It sounds like the plot of a science fiction movie, but this is real life. Scientists have announced the creation of a human-sheep hybrid.
But it’s not as weird as you think.
“The contribution of human cells so far is very small. It’s nothing like a pig with a human face or human brain,” Stanford University researcher Hiro Nakauchi, said.
According to National Geographic, the sheep embryos are 0.01 percent human by cell count. The embryos weren’t allowed to develop past 28 days of age, but this moves scientists one step closer in the direction of being able to grow human organs for medical transplants.
“We think that that’s still not probably enough to generate an organ,” researcher Pablo Ross of the University of California, Davis, Ross said during a press conference.
He said the embryo would have to be 1 percent human for the transplant to be accepted and not rejected by the human body.
However, it moves scientist one step closer to growing organs using chimeras, or hybrids of two different species. This is the second successful human-animal hybrid to date as they created a human-pig hybrid in 2017 that grew to be 4-weeks-old.
Chimeras are just one of the ways scientists are trying to create organs for the 22 people who die each day while waiting for an organ transplant.

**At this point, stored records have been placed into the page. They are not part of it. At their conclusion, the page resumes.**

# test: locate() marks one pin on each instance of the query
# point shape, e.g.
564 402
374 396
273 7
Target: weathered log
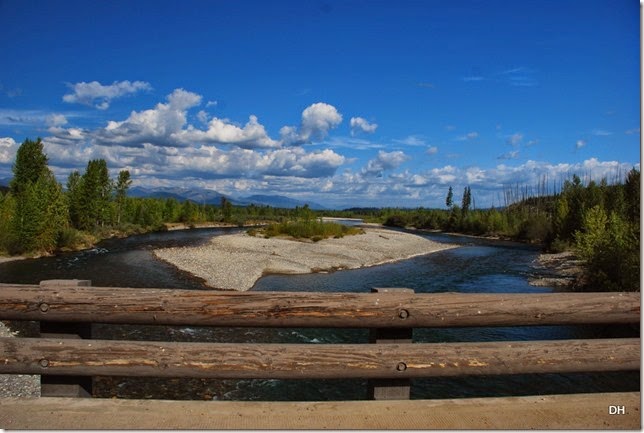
304 309
313 361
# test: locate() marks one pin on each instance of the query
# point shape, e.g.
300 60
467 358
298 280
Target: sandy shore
237 261
560 270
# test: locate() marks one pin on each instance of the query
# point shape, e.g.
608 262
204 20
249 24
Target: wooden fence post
391 389
64 386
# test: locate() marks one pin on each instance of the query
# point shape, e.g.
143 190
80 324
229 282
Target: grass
314 230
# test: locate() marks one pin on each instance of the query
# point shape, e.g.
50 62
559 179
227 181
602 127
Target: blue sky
346 103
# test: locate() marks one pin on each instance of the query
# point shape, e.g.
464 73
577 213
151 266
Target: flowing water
476 266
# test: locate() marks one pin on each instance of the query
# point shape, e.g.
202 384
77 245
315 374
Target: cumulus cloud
509 155
317 120
159 144
99 95
161 125
515 139
54 120
8 148
384 161
411 140
358 125
469 136
252 135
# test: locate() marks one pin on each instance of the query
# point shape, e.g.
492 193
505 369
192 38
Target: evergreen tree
30 165
122 185
467 200
75 198
96 193
40 210
449 200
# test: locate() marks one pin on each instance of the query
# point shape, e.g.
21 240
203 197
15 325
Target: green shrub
312 229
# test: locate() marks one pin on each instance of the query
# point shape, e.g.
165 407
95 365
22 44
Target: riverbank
563 271
237 261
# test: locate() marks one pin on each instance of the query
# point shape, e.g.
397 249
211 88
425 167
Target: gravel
236 262
17 385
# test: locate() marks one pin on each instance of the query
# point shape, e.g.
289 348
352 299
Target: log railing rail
390 313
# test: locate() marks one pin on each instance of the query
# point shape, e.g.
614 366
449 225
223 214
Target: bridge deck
577 411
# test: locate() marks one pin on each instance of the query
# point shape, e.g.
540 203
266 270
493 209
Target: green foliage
30 165
315 230
449 200
610 247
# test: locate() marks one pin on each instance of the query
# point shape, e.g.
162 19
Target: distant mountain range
206 196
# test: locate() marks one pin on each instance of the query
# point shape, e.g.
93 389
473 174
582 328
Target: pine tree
40 210
122 185
467 200
449 201
96 193
30 165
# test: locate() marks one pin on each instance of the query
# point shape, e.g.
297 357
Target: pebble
17 385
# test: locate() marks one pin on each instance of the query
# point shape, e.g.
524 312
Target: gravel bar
237 261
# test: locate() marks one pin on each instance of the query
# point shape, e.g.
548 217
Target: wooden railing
66 308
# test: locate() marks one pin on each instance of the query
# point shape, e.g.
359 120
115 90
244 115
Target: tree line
38 215
600 222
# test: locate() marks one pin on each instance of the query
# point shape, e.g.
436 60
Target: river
476 266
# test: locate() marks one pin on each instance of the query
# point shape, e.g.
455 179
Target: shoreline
237 261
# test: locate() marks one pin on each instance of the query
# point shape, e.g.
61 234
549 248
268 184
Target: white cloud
515 139
411 140
221 131
8 148
317 120
469 136
54 120
601 133
99 95
161 125
509 155
384 161
358 125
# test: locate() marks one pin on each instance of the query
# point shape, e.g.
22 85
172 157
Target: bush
314 230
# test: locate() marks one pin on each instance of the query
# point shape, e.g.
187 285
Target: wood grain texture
313 361
305 309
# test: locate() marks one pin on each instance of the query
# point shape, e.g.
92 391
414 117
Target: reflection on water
477 266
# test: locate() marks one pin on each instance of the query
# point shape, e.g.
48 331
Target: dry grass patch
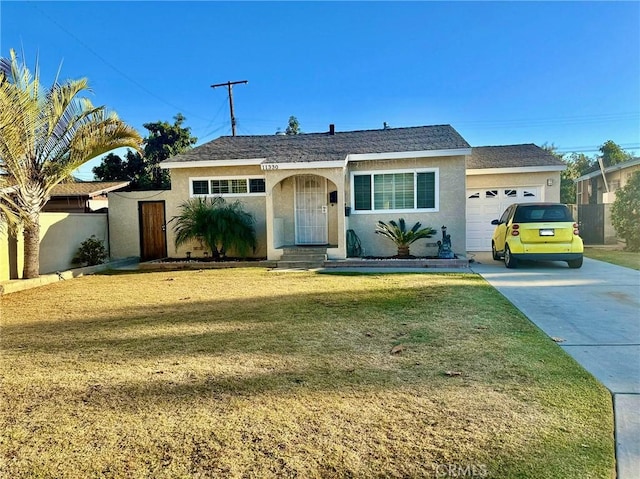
248 373
628 259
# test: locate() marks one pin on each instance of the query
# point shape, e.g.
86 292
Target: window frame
209 179
415 209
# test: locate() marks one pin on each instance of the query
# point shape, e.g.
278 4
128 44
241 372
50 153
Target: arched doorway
311 219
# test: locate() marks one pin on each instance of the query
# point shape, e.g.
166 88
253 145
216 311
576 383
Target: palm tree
46 134
220 225
402 238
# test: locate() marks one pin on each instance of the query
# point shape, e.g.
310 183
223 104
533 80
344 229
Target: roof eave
514 169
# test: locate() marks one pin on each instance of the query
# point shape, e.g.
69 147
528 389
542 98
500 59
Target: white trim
225 177
401 155
304 165
301 165
209 163
512 170
415 171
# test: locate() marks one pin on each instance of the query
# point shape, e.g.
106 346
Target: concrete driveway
595 310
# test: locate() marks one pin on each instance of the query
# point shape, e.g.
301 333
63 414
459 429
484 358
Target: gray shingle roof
87 188
311 147
511 156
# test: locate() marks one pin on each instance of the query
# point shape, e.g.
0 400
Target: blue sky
500 73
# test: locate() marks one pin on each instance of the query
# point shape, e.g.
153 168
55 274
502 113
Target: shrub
625 213
401 237
91 252
220 225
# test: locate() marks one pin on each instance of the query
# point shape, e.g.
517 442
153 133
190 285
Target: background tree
577 165
46 134
612 154
220 225
294 126
163 141
625 212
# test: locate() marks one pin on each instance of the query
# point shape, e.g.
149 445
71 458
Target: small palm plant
221 226
402 238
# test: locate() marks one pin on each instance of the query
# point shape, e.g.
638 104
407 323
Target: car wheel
575 263
509 260
494 253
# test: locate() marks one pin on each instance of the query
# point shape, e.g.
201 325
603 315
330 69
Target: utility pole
229 84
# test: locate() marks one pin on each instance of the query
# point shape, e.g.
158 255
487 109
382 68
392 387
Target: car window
542 213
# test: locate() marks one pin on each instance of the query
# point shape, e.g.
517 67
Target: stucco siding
61 235
124 222
180 191
450 212
11 254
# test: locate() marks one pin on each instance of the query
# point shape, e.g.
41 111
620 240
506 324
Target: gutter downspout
604 177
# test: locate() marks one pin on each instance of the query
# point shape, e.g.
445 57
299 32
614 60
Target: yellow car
539 232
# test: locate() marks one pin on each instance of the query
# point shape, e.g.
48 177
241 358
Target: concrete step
304 257
299 264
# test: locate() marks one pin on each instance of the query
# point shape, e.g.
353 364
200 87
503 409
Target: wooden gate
591 219
153 236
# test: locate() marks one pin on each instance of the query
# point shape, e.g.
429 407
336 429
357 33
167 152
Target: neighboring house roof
512 156
87 188
610 169
322 147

Some are trying to print 3-D organs while others are trying to build mechanical organs. Researchers are making chimeras by isolating one animal’s stem cells which can be developed into any type of cell.
Stem cells from one species are then injected into the embryo of another.

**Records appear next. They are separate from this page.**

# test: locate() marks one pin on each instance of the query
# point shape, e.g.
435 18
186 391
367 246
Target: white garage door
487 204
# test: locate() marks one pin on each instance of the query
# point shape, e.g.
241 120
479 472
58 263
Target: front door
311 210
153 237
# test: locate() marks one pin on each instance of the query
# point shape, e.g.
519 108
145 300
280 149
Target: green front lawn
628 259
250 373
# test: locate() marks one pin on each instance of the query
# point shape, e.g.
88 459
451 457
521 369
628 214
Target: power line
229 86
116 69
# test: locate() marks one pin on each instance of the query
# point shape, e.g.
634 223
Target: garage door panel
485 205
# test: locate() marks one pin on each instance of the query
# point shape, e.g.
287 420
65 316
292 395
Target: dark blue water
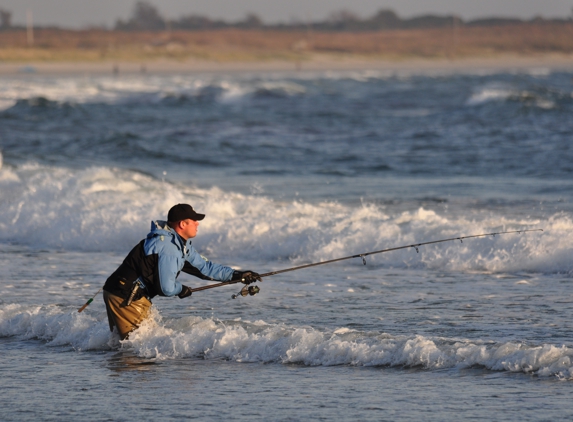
291 169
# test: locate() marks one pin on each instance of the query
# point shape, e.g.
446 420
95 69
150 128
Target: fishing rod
253 290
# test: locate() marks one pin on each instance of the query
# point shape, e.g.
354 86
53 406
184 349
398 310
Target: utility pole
30 27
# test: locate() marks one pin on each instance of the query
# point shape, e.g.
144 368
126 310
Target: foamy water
292 169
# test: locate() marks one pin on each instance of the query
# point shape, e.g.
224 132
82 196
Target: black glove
185 291
246 277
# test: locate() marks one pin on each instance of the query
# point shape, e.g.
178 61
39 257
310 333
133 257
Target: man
152 267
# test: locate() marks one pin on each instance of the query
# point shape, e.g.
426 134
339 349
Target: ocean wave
258 341
140 89
542 100
108 209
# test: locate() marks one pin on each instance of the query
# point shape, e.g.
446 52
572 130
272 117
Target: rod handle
86 305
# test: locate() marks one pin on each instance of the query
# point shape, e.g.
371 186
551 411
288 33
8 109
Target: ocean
292 168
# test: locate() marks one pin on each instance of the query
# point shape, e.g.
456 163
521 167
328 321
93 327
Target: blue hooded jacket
172 253
157 261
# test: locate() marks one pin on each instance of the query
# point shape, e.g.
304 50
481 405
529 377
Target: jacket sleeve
168 268
208 268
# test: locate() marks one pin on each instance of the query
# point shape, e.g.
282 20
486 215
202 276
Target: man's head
184 220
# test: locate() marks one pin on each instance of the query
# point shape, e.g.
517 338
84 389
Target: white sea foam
106 209
146 89
279 343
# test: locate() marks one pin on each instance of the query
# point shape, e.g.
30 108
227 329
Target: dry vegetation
249 45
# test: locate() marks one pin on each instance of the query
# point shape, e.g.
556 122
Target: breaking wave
243 341
107 209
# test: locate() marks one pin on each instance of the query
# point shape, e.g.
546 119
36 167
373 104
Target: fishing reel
247 290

Ross says the research could be pushed further if there was adequate funding. However, the U.S. Institutes of Health forbids public funding of human-animal hybrids. So, their research is funded by private donors.
According to Daily Mail, the U.S. Institutes of Health indicated in 2016 that they might reconsider but backed off after they got more than 20,000 complaints from animal rights groups.
“All of these approaches are controversial, and none of them are perfect, but they offer hope to people who are dying on a daily basis,” he said. “We need to explore all possible alternatives to provide organs to ailing people.”
Still, researchers are confident that eventually human lives will be saved thanks to this research.
“It could take five years or it could take 10 years but I think eventually we will be able to do this,” Nakuachi said.